Kazin y Zelizer coinciden en el mayor fracaso de Obama. “No logró mantener el control demócrata del Congreso o construir un partido que pudiera ganar elecciones en muchos lugares”, lamenta Kazin. Obama salió reelegido en 2012, pero en estos años, el Partido Demócrata ha perdido ambas cámaras del Congreso y el Partido Republicano ha consolidado el control de los estados.
“Los demócratas no tienen una nueva generación natural de líderes”, constata Zelizer. Que Hillary Clinton, una política de una generación anterior a la de Obama, fuese la candidata ante Trump en las elecciones de noviembre —y que contra pronóstico perdiese— es la prueba de este vacío.
Las dificultades de Obama no se entienden sin el giro brusco a la derecha de los republicanos en estos años y su política de bloqueo sistemático en el Congreso, bien documentada por los politólogos independientes Norman Ornstein y Thomas Mann en el libro de 2012 It’s even worse than it looks (Todavía es peor de lo que parece). Fueron el partido del no: prefirieron paralizar Washington que ayudar al presidente demócrata a gobernar.
Los años de Obama fueron los de una transformación de la sociedad estadounidense: más diversa —más hispana— y más tolerante. Hoy el matrimonio entre personas del mismo sexo es legal en todo el país e incluso una práctica tan distintiva como la pena de muerte está en descenso. Al mismo tiempo, fueron los años en los que la polarización —no solo en Washington, como describían Mann y Ornstein, sino entre los ciudadanos— se agravó. La primera presidencia de un afroamericano coincidió con la multiplicación de evidencias de la violencia policial contra los negros y con estallidos de tensión racial. Surgieron movimientos populistas y conservadores como el Tea Party y se normalizó un discurso del odio, aliñado con las teorías conspiratorias más perversas, que los más ingenuos creían desterrados de la arena pública. Una parte del electorado blanco tenía miedo: el mundo se le escapaba de las manos. Los ingredientes del trumpismo estaban allí.
La presencia en la Casa Blanca de Obama —un hombre que, como escribe en la revista The Nation la novelista Marilynne Robinson, resume en su biografía los Estados Unidos del siglo XXI, multiétnico, multirracial, cosmopolita—coincidió, y quizá catalizó, el ascenso de su opuesto, Donald Trump.

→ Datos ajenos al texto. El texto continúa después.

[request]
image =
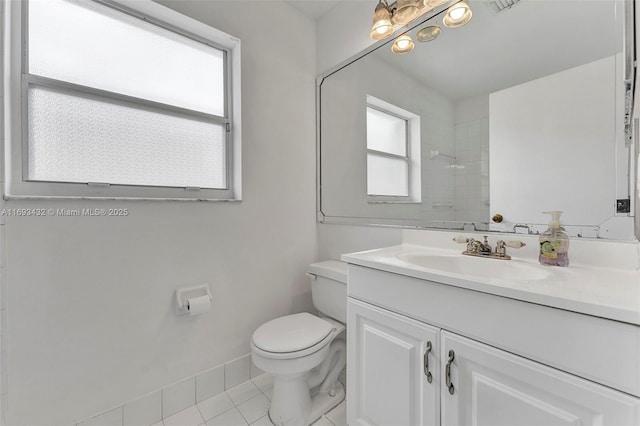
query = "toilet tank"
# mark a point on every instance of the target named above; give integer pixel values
(329, 288)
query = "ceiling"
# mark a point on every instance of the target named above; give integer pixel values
(314, 9)
(535, 38)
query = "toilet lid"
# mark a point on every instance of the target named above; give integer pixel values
(291, 333)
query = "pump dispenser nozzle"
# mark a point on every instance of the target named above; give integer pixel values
(555, 218)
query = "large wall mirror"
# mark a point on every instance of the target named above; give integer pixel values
(517, 112)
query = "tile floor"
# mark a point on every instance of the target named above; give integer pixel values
(243, 405)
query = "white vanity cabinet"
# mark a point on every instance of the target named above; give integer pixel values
(394, 368)
(505, 364)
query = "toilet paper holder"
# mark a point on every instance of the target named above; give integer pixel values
(184, 294)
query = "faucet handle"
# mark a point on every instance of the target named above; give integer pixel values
(514, 244)
(460, 239)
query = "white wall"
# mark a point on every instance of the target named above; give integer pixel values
(90, 301)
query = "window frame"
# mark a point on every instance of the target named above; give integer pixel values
(411, 157)
(17, 81)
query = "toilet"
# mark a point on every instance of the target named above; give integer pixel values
(305, 353)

Que la presidencia que arrancó con esperanzas cuasi místicas concluya así es, para los seguidores de Obama, un anticlímax. Buscando referencias en el pasado, el historiador Kazin citaba a Johnson, Carter y Clinton. Salvando las distancias —la principal: en contra de algunos vaticinios, Obama ha sobrevivido a la presidencia— también se le podría comparar con John F. Kennedy. Kennedy no fue un presidente de éxitos rotundos, y su legado es limitado, pero, por su significado histórico y su trágico final, una generación entera lo mitificó.